Green's 24-page ruling even supports the idea that law was attempting to address:
"This litigation was born because the Legislature spotted an issue: corporate board seats by and large belong to members of one race, sexual orientation, and gender identity," Green wrote. "After further investigation, they concluded that this disparity was the result, conscious or unconscious, of a process that leads board members to select replacements who look and feel like them. This meant that qualified members of other groups were, intentionally or unintentionally, being excluded."
The problem, he ruled, was AB 979 violated the state constitution's Equal Protection Clause.
"If demographically homogeneous boards are a problem," Green continued, "then heterogeneous boards are the immediate and obvious solution. But that doesn't mean the Legislature can skip directly to mandating heterogeneous boards. The difficulty is that the Legislature is thinking in group terms. But the California Constitution protects the right of individuals to equal treatment. Before the Legislature may require that members of one group be given certain board seats, it must first try to create neutral conditions under which qualified individuals from any group may succeed. That attempt was not made in this case."
Assembly Bill 979 was, Green essentially surmised, a ham-handed approach at dealing with a real problem.
"Only in very particular cases should discrimination be remedied by more discrimination," he wrote. "And that should only happen after obvious alternative measures have been tried. Sometimes the direct approach should be the last resort, not the first."
Judicial Watch certainly couldn't have been happier.
"This historic California court decision declared unconstitutional one of the most blatant and significant attacks in the modern era on constitutional prohibitions against discrimination," the organization stated in an April 1 statement on its website. "In its ruling today, the court upheld the core American value of equal protection under the law.
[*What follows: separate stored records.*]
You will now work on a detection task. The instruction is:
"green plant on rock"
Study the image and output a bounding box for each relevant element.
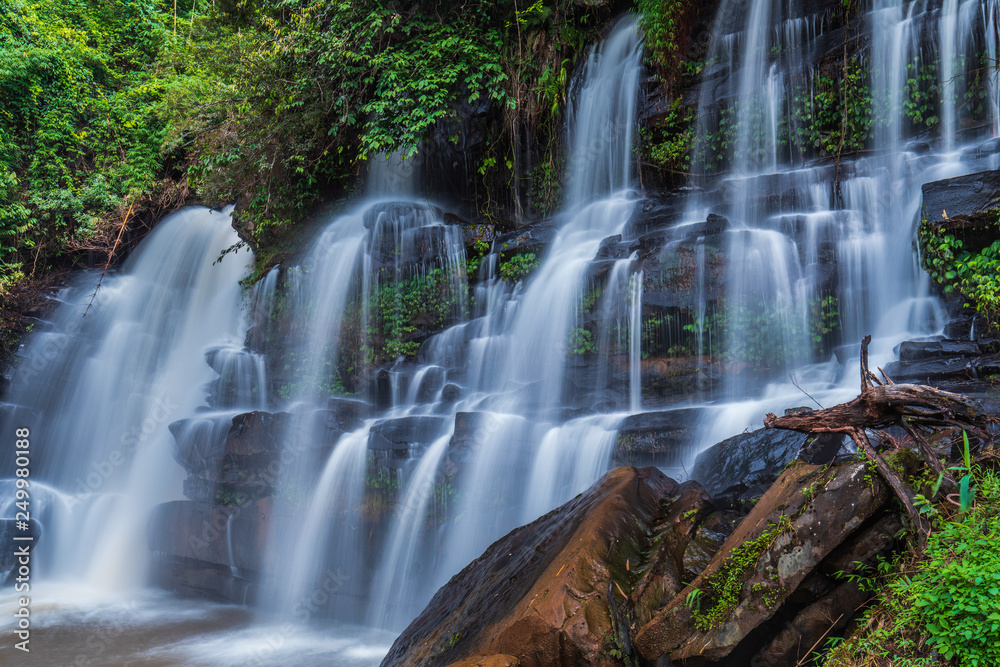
[527,157,564,216]
[920,215,1000,330]
[689,515,792,631]
[567,327,597,355]
[636,0,690,75]
[372,266,468,361]
[810,295,840,354]
[500,253,540,283]
[466,238,492,281]
[642,100,694,180]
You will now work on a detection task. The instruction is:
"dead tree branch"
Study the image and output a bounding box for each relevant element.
[764,335,988,549]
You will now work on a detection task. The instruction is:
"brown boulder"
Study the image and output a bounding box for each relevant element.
[754,580,868,666]
[447,656,519,667]
[632,482,715,625]
[380,466,709,667]
[634,460,889,663]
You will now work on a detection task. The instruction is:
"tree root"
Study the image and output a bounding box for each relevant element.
[764,336,988,550]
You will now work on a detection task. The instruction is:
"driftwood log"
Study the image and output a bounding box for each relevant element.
[764,336,988,547]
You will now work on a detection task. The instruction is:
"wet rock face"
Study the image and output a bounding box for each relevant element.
[690,426,845,499]
[921,169,1000,254]
[634,461,890,663]
[612,408,704,468]
[382,453,900,667]
[884,335,1000,401]
[147,499,272,603]
[380,467,703,667]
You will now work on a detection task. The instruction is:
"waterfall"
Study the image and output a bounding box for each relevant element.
[629,271,644,413]
[8,2,1000,660]
[0,206,254,586]
[674,0,996,449]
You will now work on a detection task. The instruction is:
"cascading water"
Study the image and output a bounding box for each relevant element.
[243,15,647,631]
[672,0,999,457]
[0,206,255,587]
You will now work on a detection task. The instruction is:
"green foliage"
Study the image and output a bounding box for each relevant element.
[642,100,694,178]
[527,157,564,215]
[920,216,1000,329]
[371,266,468,361]
[824,458,1000,667]
[810,295,840,354]
[567,326,597,355]
[636,0,689,74]
[0,0,172,284]
[161,0,513,241]
[902,57,940,129]
[465,238,492,281]
[788,62,871,158]
[689,515,792,631]
[499,252,540,283]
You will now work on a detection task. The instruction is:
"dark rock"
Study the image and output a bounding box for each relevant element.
[613,408,704,468]
[960,137,1000,161]
[754,580,867,666]
[380,467,683,667]
[633,232,727,313]
[720,169,833,218]
[691,428,845,498]
[818,513,903,580]
[920,169,1000,254]
[624,193,688,237]
[898,339,981,362]
[681,511,742,585]
[633,482,716,625]
[148,499,272,576]
[883,356,974,384]
[368,416,448,454]
[635,461,890,663]
[944,315,977,340]
[440,383,461,403]
[450,412,501,449]
[326,397,371,430]
[595,234,627,260]
[834,342,861,365]
[754,512,902,665]
[494,219,557,257]
[639,356,724,399]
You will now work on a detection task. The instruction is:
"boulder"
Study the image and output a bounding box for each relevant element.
[622,194,699,238]
[638,355,723,399]
[754,580,867,666]
[754,512,902,665]
[447,657,520,667]
[632,482,716,625]
[613,408,704,468]
[681,511,742,584]
[690,426,844,498]
[380,467,700,667]
[368,416,448,451]
[920,169,1000,254]
[897,339,981,362]
[634,460,890,663]
[882,356,974,385]
[494,219,557,258]
[148,499,277,603]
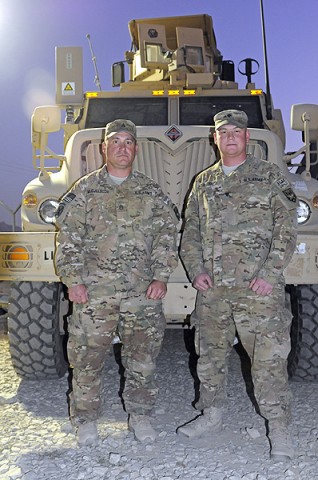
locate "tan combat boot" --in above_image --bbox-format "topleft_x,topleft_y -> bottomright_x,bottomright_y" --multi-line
268,422 -> 294,461
128,414 -> 157,442
76,421 -> 99,446
177,406 -> 223,438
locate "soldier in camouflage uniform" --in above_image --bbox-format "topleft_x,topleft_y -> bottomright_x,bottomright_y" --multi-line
178,110 -> 298,461
55,119 -> 178,446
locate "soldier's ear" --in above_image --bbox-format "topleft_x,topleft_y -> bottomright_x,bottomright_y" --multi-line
102,142 -> 106,154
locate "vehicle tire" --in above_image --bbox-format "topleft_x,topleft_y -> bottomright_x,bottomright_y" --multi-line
287,284 -> 318,381
7,281 -> 69,380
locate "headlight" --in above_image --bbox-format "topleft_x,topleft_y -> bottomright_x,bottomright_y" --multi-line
297,200 -> 311,224
39,199 -> 59,224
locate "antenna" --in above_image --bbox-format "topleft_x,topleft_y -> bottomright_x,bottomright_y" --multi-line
86,33 -> 102,91
260,0 -> 272,119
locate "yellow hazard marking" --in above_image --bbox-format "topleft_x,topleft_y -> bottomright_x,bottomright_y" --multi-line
61,81 -> 76,95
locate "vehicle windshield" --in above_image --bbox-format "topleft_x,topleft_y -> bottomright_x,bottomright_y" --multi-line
179,96 -> 264,127
84,97 -> 168,128
84,94 -> 265,130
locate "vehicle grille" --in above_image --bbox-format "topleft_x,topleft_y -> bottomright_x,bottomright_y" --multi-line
135,138 -> 215,213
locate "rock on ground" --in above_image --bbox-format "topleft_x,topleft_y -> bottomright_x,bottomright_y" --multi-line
0,327 -> 318,480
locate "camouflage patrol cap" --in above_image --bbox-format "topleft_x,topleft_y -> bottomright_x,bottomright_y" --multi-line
214,109 -> 248,129
105,119 -> 137,140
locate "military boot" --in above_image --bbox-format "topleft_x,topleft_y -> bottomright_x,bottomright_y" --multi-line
268,422 -> 294,461
177,406 -> 223,438
76,421 -> 99,446
128,414 -> 157,442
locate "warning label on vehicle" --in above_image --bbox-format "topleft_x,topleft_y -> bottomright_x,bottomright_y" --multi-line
61,82 -> 75,95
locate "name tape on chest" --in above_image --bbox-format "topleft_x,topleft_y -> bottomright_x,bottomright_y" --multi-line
243,176 -> 264,182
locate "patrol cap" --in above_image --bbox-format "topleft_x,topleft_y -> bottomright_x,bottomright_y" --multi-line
105,119 -> 137,141
214,109 -> 248,130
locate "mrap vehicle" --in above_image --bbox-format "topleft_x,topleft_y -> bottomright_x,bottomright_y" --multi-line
1,13 -> 318,381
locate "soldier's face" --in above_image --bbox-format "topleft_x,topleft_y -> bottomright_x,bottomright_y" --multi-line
214,125 -> 249,158
103,132 -> 138,177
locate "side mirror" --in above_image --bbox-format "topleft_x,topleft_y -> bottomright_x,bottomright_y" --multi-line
32,106 -> 61,133
291,104 -> 318,131
112,62 -> 125,87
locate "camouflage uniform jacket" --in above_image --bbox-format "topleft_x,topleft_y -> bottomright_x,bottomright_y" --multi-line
180,155 -> 298,287
55,166 -> 179,294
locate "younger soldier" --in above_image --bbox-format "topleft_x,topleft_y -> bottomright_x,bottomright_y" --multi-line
55,119 -> 178,446
179,110 -> 298,461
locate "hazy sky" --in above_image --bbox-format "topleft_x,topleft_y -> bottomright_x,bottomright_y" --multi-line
0,0 -> 317,225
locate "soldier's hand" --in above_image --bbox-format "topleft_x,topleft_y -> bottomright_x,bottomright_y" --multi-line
249,277 -> 273,296
68,284 -> 89,304
146,280 -> 167,300
192,273 -> 213,291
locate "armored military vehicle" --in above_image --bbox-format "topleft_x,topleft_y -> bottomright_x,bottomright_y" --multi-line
1,13 -> 318,381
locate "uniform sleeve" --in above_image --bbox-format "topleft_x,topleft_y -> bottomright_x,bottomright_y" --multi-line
257,171 -> 298,284
150,191 -> 179,283
179,180 -> 207,282
54,181 -> 87,287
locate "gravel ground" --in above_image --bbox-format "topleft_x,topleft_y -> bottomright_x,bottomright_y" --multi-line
1,321 -> 318,480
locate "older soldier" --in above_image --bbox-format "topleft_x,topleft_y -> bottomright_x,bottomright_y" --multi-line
178,110 -> 298,461
55,119 -> 178,446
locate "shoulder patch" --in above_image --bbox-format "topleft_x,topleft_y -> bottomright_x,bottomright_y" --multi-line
275,177 -> 290,189
274,175 -> 297,203
55,192 -> 76,218
275,177 -> 297,203
282,187 -> 297,203
63,192 -> 76,203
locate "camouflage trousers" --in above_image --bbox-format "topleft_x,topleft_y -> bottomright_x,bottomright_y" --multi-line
67,292 -> 165,425
193,284 -> 292,424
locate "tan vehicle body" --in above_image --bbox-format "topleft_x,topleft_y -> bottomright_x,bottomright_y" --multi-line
1,14 -> 318,379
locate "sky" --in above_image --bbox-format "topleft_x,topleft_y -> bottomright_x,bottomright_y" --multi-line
0,0 -> 317,225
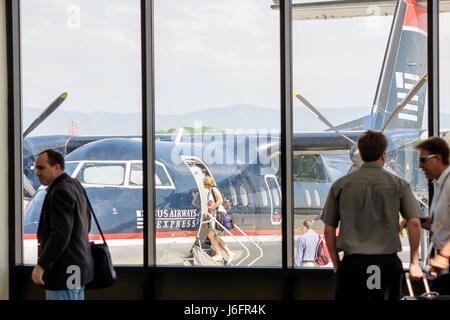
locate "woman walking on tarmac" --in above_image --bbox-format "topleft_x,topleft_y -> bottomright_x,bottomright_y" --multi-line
203,176 -> 235,265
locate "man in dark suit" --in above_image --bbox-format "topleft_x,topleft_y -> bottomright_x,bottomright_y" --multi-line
31,149 -> 94,300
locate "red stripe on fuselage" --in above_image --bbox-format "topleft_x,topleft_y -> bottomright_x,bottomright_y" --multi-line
23,229 -> 326,241
404,0 -> 427,33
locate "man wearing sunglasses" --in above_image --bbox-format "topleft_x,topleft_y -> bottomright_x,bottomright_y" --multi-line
414,136 -> 450,294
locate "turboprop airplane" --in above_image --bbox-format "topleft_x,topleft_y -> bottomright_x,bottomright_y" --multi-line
22,0 -> 436,266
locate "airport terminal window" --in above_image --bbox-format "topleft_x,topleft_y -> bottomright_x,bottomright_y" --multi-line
292,1 -> 429,269
10,0 -> 440,300
21,0 -> 143,266
154,0 -> 281,267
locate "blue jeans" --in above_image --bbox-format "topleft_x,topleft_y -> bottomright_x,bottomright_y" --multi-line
45,286 -> 85,300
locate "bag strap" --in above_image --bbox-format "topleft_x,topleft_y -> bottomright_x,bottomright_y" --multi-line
211,186 -> 226,203
80,183 -> 108,246
211,186 -> 218,202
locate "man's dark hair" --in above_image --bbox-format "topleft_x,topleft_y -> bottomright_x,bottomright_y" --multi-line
415,137 -> 450,166
39,149 -> 65,170
357,130 -> 388,162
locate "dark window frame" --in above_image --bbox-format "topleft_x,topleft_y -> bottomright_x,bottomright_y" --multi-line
7,0 -> 440,300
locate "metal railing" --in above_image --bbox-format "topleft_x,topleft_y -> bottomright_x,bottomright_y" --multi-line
197,211 -> 264,267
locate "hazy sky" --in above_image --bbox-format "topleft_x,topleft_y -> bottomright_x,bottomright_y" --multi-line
21,0 -> 450,120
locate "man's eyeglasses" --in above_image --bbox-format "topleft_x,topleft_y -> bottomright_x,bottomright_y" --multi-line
419,154 -> 437,164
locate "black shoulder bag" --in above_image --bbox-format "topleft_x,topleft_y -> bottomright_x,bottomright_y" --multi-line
83,188 -> 117,290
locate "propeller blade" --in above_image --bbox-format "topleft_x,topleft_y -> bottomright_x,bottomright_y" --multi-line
23,92 -> 68,138
381,73 -> 428,132
293,90 -> 356,145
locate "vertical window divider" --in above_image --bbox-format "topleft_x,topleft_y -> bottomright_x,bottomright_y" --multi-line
280,0 -> 294,300
7,0 -> 23,301
141,0 -> 156,300
428,0 -> 439,138
427,0 -> 439,217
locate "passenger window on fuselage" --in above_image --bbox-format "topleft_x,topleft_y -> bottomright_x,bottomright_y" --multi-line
239,185 -> 249,207
293,154 -> 330,183
259,187 -> 268,207
76,163 -> 126,185
229,186 -> 238,206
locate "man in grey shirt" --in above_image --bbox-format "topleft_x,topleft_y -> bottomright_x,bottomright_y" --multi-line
321,130 -> 423,300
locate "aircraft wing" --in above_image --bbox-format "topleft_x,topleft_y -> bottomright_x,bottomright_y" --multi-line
292,131 -> 362,152
271,0 -> 450,21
Judicial Watch's taxpayer clients are heroes for standing up for civil rights against the Left's pernicious efforts to undo anti-discrimination protections."
Sears, however, remains optimistic. Corporations are seeing the advantages to having more diversity, including LGBTQ diversity, on their boards and in their executive offices, he said. In particular, Generation Z (those born between 1997-2012), 21% of whose members identify as LGBTQ according to a recent Gallup poll, "expects and demands" that kind of diversity, Sears added.
More and more corporations are working to diversify their C-Suites and boards, he said, because all these things are "fundamentally good for business."
The U.S. Securities and Exchange Commission is already on track with these efforts, Sears said, and is encouraging businesses to do the same. And the talent is there. His organization maintains a list of 2,000 potential board members who are ready to get work, he said.
"Diversity is fundamentally good for business," said Sears. "Diversity leads to better decisions."